Some of our biggest firms are exploiting the Volkswagen crisis. And why not?
After spending much of the last two weeks at home in front of the television, I can say with some certainty: lawyers are everywhere.
But not just, as you might assume, in PPI or personal injury adverts (though the Gladstone Brookes jingle seems to be on a permanent loop through my head).
Instead, lawyers are reflecting on - and often making - the news. Lawyers raising their firm’s profile has been happening for some time, but the VW emissions story has sent this into overdrive. Lawyers have been on every news channel, radio station and current affairs programme going, raising the profile of their firm without spending a penny in advertising revenue.
The big boys are, as you’d expect, most prominent. ‘Slater and Gordon VW’ appears more than 4,500 times in Google news searches, and the firm has been relentless in its coverage of the story on social media, with 24 Volkswagen-related tweets in six days. The firm is fond of a soundbite or two, and even coined the issue as the motoring equivalent of the Libor scandal (it’s no coincidence the firm’s PR team is packed with former journalists).
Leigh Day has been equally proficient. Whether with lawyers debating on morning news shows or the firm feeding newspapers thinly veiled advertisements on possible legal action, its name is synonymous with the story.
But law firms have to tread carefully when attempting to secure business from events high on the news agenda.

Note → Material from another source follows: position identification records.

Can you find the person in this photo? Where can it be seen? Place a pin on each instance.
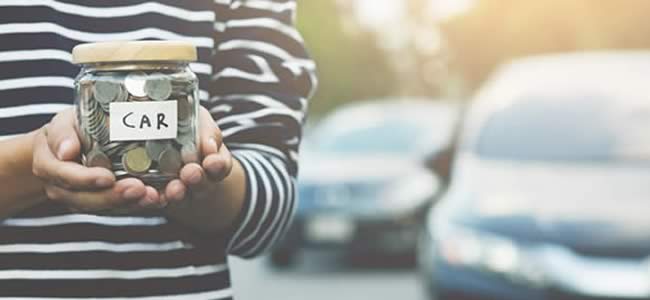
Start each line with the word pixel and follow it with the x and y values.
pixel 55 241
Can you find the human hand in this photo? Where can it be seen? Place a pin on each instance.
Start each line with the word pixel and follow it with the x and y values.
pixel 56 152
pixel 202 180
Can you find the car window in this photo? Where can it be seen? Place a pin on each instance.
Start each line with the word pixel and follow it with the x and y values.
pixel 391 137
pixel 577 128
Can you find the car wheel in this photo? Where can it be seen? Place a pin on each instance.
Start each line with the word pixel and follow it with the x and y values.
pixel 282 258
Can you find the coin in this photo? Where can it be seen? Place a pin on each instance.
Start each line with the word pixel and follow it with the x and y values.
pixel 184 107
pixel 105 91
pixel 156 147
pixel 96 158
pixel 158 86
pixel 135 82
pixel 170 161
pixel 136 161
pixel 189 153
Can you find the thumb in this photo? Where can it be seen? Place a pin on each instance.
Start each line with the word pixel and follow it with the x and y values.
pixel 62 137
pixel 209 133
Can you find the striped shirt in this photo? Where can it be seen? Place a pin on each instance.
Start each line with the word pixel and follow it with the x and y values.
pixel 255 78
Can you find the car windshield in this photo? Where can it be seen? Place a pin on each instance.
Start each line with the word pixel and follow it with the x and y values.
pixel 582 128
pixel 387 137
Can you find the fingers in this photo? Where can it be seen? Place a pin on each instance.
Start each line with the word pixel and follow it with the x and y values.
pixel 70 175
pixel 62 136
pixel 175 191
pixel 193 176
pixel 218 166
pixel 125 191
pixel 209 134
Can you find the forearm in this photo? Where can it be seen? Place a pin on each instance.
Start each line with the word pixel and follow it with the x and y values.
pixel 217 211
pixel 20 188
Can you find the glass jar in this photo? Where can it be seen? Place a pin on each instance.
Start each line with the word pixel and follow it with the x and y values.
pixel 137 106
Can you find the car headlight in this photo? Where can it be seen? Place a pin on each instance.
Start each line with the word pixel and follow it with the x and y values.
pixel 488 253
pixel 410 192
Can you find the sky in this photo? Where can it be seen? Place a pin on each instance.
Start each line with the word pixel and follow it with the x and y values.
pixel 378 13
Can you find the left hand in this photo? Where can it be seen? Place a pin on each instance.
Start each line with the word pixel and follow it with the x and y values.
pixel 201 181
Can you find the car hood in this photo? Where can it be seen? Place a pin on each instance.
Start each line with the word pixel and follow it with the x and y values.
pixel 592 208
pixel 328 169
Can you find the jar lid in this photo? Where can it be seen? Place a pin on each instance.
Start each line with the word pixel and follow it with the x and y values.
pixel 133 51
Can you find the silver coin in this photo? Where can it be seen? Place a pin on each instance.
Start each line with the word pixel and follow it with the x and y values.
pixel 156 147
pixel 97 159
pixel 184 138
pixel 105 91
pixel 135 82
pixel 184 108
pixel 170 161
pixel 158 87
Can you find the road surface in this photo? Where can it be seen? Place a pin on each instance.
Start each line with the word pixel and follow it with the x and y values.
pixel 322 276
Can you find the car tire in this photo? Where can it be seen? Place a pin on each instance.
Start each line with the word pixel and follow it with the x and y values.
pixel 282 258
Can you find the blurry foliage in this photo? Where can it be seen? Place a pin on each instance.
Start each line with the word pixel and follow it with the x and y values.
pixel 351 67
pixel 498 30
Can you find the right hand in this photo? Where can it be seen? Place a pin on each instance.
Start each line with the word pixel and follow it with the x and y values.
pixel 56 154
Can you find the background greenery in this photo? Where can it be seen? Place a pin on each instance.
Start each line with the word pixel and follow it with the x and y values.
pixel 352 67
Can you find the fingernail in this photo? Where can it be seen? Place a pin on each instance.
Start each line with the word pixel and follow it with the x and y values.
pixel 213 144
pixel 104 183
pixel 145 202
pixel 63 148
pixel 195 178
pixel 132 194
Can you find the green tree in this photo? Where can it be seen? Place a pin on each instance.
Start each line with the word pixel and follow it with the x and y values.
pixel 351 67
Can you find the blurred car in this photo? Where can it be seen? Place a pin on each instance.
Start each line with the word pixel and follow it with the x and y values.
pixel 364 185
pixel 550 189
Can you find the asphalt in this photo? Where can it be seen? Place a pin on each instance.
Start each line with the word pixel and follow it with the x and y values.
pixel 323 276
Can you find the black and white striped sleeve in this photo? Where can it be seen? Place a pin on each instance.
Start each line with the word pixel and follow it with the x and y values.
pixel 263 78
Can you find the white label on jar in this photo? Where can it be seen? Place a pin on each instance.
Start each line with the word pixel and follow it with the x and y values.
pixel 140 121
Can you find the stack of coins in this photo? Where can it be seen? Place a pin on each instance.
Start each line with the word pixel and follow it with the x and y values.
pixel 156 162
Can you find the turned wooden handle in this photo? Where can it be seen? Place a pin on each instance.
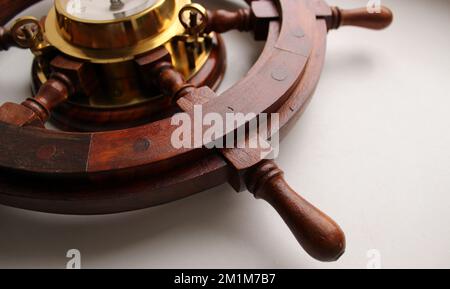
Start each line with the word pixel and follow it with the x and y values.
pixel 317 233
pixel 361 18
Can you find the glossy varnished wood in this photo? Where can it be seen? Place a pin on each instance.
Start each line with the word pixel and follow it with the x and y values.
pixel 160 155
pixel 281 81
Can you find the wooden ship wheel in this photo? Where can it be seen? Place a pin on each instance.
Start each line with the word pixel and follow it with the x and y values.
pixel 110 74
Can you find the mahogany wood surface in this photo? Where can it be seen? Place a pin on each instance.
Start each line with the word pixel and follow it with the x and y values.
pixel 360 17
pixel 138 167
pixel 318 234
pixel 160 156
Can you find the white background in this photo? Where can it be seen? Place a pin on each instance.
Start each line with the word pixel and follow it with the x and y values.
pixel 372 150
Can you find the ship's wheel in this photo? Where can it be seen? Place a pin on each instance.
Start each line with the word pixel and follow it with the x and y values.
pixel 111 76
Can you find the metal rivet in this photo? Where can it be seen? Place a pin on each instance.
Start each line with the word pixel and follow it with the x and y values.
pixel 279 74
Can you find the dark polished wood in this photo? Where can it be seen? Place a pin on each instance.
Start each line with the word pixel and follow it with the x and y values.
pixel 6 40
pixel 114 171
pixel 318 234
pixel 37 110
pixel 221 21
pixel 72 116
pixel 361 18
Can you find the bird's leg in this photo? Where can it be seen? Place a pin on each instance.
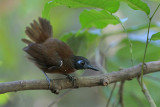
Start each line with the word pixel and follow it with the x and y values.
pixel 53 90
pixel 48 79
pixel 71 78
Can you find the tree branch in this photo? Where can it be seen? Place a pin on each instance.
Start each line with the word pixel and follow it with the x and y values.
pixel 89 81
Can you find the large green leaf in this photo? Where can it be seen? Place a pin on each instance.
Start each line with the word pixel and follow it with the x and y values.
pixel 109 5
pixel 98 19
pixel 156 36
pixel 138 5
pixel 138 51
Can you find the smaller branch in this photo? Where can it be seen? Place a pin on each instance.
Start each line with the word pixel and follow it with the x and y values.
pixel 111 95
pixel 147 42
pixel 59 98
pixel 147 94
pixel 88 81
pixel 121 94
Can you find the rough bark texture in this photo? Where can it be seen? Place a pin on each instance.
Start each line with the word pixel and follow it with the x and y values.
pixel 89 81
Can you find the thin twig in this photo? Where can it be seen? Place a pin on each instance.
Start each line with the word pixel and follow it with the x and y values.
pixel 144 88
pixel 59 97
pixel 88 81
pixel 121 93
pixel 147 94
pixel 109 99
pixel 147 42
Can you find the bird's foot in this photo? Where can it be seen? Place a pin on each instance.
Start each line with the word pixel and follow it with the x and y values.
pixel 50 86
pixel 73 79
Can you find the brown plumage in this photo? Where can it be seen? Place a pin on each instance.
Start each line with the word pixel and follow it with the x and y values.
pixel 49 54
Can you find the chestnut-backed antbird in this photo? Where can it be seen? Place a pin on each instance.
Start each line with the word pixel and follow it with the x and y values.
pixel 49 54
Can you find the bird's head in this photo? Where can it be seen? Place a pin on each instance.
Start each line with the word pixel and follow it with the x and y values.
pixel 82 63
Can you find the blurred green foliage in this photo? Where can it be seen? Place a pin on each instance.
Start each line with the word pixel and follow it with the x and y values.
pixel 67 18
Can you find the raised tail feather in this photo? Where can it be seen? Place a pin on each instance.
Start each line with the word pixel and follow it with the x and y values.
pixel 39 31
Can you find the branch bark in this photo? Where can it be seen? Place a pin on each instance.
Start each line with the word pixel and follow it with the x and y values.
pixel 89 81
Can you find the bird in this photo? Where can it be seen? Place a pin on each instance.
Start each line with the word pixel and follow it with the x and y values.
pixel 50 54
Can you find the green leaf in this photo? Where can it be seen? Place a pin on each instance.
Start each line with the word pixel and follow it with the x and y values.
pixel 98 19
pixel 156 36
pixel 138 5
pixel 109 5
pixel 46 10
pixel 85 40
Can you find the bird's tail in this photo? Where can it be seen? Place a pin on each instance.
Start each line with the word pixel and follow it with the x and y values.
pixel 39 31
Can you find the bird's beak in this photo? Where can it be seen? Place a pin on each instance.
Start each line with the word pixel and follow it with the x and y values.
pixel 93 68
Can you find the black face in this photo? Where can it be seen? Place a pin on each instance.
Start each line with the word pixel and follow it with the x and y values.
pixel 83 63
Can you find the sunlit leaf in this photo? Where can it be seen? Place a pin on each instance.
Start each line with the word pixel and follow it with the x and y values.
pixel 138 5
pixel 46 10
pixel 156 36
pixel 109 5
pixel 98 19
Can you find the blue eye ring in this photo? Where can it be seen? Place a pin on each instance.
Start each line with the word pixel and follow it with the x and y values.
pixel 81 62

Everyone in charge of their firms’ social media output will have shuddered at the tale of the tweet sent out in the immediate aftermath of the Alton Towers crash by a firm from Sheffield. The backlash was fierce and largely justified, though given how quickly the unfortunate victims found legal assistance it’s safe to assume other firms were ‘pitching’ for the work – albeit with more sensitivity.
The comments under law firms tweeting and talking about VW are often damning: 'parasites', 'money-grabbers' and 'ambulance-chasers' (slightly mixing up their vehicles) are some of the milder-mannered responses. There is a school of thought that this type of marketing is grubby and casts the profession in a bad light.
Is it fair to call them parasites? They are certainly latching onto a crisis and seeing profit in it. But how is that any different to Magnum advertising during a heatwave or Benylin advertising during a cold snap? Lawyers need to be savvy and ruthless to attract claims – if that means being proactive, then so be it.
The legal world has changed and work won’t arrive through the front door. Exploiting a crisis to your advantage is just as much a hallmark of a good firm as the standard of advice you give.